HIDUPKATOLIK.com – Ketika milenial – kelahiran 1980 sampai 2000 – ditanyai persepsi mengenai Negara Kesatuan Republik Indonesia (NKRI), 19,5 persen menyatakan Indonesia lebih ideal menjadi negara khilafah. Laporan survei IDN Research Institute akhir tahun 2018 ini disampaikan Ketua Umum Partai Solidaritas Indonesia, Grace Natalie, dalam Dialog Kebangsaan bertajuk Revitalisasi & Reaktualisasi Nilai-Nilai Kebangsaan di Era Post Truth. Meskipun secara keseluruhan atau mayoritas sebanyak 81,5 persen milenial tetap mendukung NKRI, namun Grace mengatakan 19,5 persen berarti satu dari hampir lima milenial dan itu menimbulkan kekhawatiran dalam hal toleransi.

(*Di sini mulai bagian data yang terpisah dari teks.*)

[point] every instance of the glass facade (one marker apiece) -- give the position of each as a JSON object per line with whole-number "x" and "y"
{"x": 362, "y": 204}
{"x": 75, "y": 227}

Grace juga menunjukkan survei yang dilakukan Pusat Pengkajian Islam dan Masyarakat Universitas Islam Negeri Jakarta, di mana 56,9 persen guru secara nasional baik dari TK/RA hingga SMA/MA memiliki opini intoleran.

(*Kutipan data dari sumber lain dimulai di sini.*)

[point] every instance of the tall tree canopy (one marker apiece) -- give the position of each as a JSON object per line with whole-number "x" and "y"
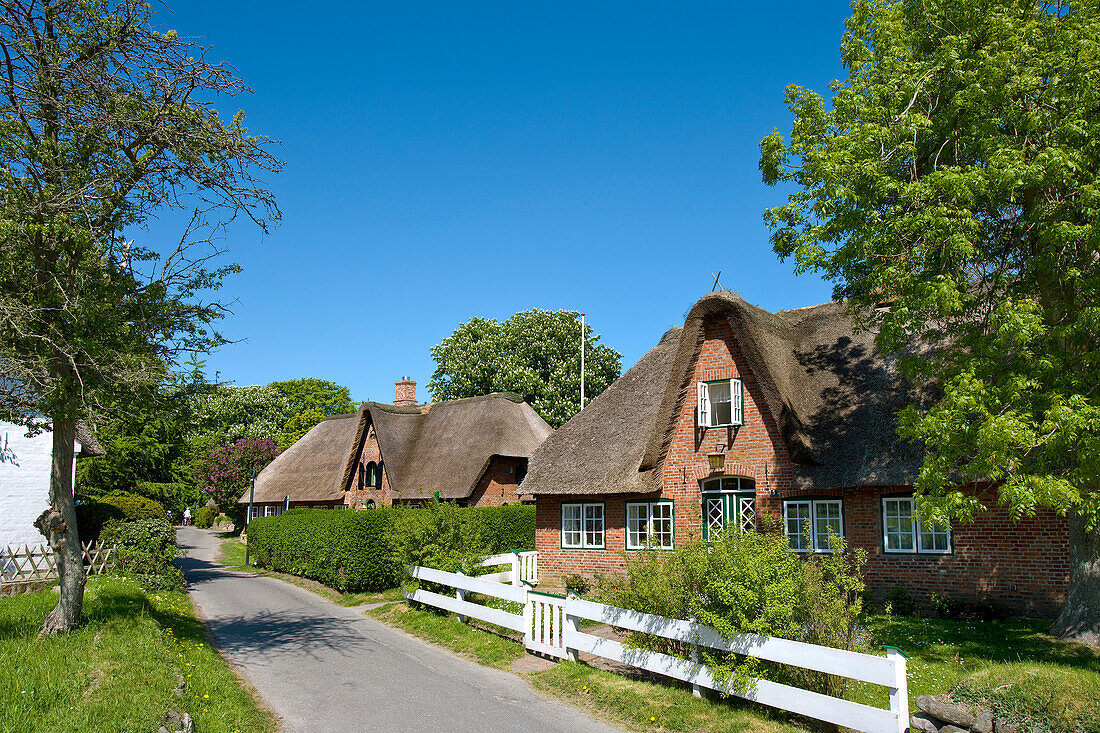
{"x": 954, "y": 176}
{"x": 106, "y": 122}
{"x": 535, "y": 353}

Dalam dialog yang diselenggarakan oleh Ikatan Sarjana Katolik Jabodetabek bersama Forum Hubungan Antar-Agama dan Kepercayaan Jakarta Selatan di Gereja St. Stefanus Cilandak ini, Grace mengatakan kekhawatiran tersebut semakin tinggi terutama di era post truth saat ini, di mana kebenaran diacak-acak, kebohongan diulang-ulang hingga menjadi kebenaran. Ia mengatakan ini tidak terlepas dari pragmatisme politik. “Politisi saat ini memakai cara yang paling gampang untuk mendapatkan simpati dari masa,” ujarnya.
Kasus intoleransi di berbagai daerah kerap terjadi akibat maraknya penyebaran berita hoax yang provokatif. Karenanya Grace mengimbau untuk selalu check and recheck informasi terutama dalam grup WhatsApp, dan mengkomparasikan dengan berita-berita terutama dari media-media yang memiliki kredibilitas. “Zaman sekarang semua bisa jadi jurnalis tanpa ada filter,” ujarnya.
Dialog kebangsaan ini menghadirkan pembicara lain yaitu Sekjen PBNU, Helmy Faishal, Pastor Letkol. Yos Bintoro, dan sejarawan Asvi Warman Adam. Para peserta mencapai lebih dari 150 peserta, belasan di antaranya adalah anak muda.